Hanif memaparkan saat ini ada peningkatan jumlah pengangguran muda secara global yang pada 2014 telah mencapai angka 73,7 juta orang.

Kondisi itu juga dialami negara-negara anggota OKI pada umumnya dimana pertumbuhan populasi cenderung meningkat dengan proporsi usia muda (15-24 tahun) yang lebih tinggi dibandingkan dengan kelompok usia 25 tahun ke atas.

Sementara itu, sebagai negara dengan penduduk Islam terbesar di dunia, Indonesia memiliki peran yang cukup strategis dalam berkontribusi untuk memajukan kerjasama OKI di bidang ketenagakerjaan.

Bertolak dari kondisi tersebut, maka kerja sama di bidang ketenagakerjaan di antara negara anggota OKI disebut Hanif harus ditujukan untuk kemajuan tenaga kerja muda.

Pada 2020-2030, Indonesia juga diprediksi akan mendapat Bonus Demografi dimana jumlah proporsi penduduk usia produktif akan meningkat dan diperkirakan mencapai 180 juta sementara usia nonproduktif hanya 60 juta.

Sementara itu, dalam sambutannnya, Wakil Presiden RI Jusuf Kalla mengatakan pertemuan OKI dibidang ketenagakerjaan yang diselenggarakan tahun ini sangatlah tepat dan sejalan dengan kondisi ekonomi global yang sedang mengalami perlambatan.

"Pertemuan OKI di bidang ketenagakerjaan mempunyai arti yang penting dalam mendorong perbaikan ekonomi global yang berimbas pada menurunnya kesempatan kerja di berbagai belahan dunia,"kata Wapres yang membuka acara tersebut secara resmi.

Wapres menyatakan penyediaan lapangan kerja merupakan hal penting sebagai indikator kemajuan dan diperlukan kerja sama ekonomi sosial dan menjaga perdamaian antar negara OKI untuk mewujudkan perekonomian yang baik.

"Ekonomi yang terbuka tentu membutuhkan kerja sama," ujarnya.

Wapres juga menekankan negara-negara OKI juga perlu membahas mengenai perlindungan terhadap pekerja migran karena selain menjadi pengirim, negara-negara tersebut juga merupakan penerima buruh migran.

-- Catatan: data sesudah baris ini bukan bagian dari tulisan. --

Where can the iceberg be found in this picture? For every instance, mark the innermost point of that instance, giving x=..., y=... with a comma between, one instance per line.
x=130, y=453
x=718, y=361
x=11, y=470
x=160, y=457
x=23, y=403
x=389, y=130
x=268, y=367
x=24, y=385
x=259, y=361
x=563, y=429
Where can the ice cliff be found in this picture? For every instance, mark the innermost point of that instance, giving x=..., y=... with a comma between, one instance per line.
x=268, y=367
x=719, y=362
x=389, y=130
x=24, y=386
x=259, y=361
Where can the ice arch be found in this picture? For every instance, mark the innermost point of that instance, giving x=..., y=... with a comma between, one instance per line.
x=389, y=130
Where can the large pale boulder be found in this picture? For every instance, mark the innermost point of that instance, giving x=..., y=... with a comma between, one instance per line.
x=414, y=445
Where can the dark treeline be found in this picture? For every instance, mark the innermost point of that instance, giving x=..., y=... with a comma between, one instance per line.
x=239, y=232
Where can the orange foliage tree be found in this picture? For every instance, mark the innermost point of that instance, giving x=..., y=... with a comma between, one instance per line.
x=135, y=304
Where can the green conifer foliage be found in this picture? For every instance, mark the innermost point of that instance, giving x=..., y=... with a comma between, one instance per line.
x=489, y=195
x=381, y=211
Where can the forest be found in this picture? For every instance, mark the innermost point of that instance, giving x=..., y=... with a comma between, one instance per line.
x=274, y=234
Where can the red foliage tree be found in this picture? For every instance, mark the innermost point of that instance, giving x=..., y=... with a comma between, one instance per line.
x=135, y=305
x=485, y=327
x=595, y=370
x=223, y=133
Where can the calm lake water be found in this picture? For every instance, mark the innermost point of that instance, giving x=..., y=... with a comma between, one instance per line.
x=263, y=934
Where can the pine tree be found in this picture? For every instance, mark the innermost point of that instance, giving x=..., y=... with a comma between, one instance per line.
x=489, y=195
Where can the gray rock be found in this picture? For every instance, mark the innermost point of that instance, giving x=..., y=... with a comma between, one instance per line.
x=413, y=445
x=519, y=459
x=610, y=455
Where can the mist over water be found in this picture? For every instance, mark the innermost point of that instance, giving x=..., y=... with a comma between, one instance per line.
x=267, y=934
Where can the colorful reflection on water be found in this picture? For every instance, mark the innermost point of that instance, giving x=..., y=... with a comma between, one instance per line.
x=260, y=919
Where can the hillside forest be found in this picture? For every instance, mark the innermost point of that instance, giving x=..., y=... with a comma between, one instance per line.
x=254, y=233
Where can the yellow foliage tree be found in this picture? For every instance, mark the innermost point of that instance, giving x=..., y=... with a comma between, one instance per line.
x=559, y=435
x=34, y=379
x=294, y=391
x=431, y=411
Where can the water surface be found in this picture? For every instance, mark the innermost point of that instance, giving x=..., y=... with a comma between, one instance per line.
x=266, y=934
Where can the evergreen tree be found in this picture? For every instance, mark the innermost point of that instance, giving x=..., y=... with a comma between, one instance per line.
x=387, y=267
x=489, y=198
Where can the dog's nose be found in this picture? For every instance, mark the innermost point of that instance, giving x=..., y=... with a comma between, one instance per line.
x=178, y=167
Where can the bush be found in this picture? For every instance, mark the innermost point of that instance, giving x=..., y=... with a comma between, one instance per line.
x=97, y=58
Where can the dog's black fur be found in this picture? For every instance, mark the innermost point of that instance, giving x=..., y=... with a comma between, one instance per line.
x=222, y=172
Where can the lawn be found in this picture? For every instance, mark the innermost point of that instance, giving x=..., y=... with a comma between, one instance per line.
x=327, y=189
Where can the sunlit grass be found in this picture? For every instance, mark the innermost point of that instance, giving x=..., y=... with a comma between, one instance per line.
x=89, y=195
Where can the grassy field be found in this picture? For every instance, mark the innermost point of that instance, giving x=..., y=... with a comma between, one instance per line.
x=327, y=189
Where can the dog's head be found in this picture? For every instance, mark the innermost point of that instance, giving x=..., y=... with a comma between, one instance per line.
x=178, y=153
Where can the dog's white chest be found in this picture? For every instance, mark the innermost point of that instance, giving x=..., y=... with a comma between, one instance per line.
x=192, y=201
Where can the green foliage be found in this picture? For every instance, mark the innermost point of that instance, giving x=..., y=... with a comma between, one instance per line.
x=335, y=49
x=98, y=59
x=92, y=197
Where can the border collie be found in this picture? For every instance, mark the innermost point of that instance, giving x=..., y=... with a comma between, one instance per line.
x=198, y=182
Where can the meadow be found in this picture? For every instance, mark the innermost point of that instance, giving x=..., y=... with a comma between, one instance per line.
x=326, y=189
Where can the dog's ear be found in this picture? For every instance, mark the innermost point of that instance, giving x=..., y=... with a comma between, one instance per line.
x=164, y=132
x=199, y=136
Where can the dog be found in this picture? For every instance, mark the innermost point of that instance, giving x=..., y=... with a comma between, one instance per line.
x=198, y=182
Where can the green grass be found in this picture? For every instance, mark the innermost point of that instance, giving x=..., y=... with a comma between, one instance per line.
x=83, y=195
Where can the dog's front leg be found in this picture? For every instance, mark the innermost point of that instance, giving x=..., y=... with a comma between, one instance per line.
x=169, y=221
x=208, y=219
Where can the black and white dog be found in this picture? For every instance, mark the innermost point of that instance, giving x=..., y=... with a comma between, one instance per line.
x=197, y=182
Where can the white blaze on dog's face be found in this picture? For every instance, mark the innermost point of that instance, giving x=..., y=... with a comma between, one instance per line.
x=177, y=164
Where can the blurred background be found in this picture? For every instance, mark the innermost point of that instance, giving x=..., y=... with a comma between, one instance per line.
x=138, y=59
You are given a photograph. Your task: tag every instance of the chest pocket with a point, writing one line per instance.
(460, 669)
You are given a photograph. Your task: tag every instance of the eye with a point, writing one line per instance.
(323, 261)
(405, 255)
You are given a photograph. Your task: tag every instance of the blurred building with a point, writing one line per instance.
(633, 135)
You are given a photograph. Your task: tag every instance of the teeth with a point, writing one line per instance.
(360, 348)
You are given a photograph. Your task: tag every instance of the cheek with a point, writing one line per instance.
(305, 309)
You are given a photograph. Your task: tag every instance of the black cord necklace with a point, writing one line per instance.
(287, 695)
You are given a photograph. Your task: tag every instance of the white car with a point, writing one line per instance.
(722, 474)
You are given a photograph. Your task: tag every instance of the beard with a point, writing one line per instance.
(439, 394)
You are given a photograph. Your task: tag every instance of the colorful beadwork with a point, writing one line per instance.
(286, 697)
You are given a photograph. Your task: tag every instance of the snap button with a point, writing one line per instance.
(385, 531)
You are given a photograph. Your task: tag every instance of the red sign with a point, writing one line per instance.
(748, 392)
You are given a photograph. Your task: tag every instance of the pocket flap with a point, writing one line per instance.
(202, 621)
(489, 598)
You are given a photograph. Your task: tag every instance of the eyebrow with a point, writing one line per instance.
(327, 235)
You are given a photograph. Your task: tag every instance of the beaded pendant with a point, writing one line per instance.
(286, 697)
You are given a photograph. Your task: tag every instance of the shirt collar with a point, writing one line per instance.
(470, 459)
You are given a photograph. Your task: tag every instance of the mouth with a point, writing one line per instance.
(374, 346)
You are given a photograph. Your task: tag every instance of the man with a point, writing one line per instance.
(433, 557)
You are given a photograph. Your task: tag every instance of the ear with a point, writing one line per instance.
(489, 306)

"Negara-negara OKI memiliki perbedaan tingkat ekonomi. Banyak yang jadi pekerja migran untuk negara lain. Buruh migran Indonesia saja ada enam juta orang, 75 persen di negara OKI. Kita perlu membuat sistem perlindungan di antara negara OKI, bukan hanya mengenai upah," ujarnya.

Sebanyak 35 negara anggota OKI (termasuk Indonesia) menghadiri Konferensi Tingkat Menteri Tenaga Kerja OKI ke-3 tersebut begitu juga dua negara pengamat yaitu Rusia dan Thailand serta satu "subsidiary bodies" OKI.

Konferensi juga dihadiri langsung 15 Menteri Tenaga Kerja Negara-negara OKI.

Kerja sama negara-negara OKI mencakup enam area yaitu di bidang ketenagakerjaan, promosi K3, pengurangan angka pengangguran, pengembangan kapasitas angkatan kerja, penanganan tenaga kerja migran, strategi pembangunan informasi pasar kerja dan perlindungan sosial.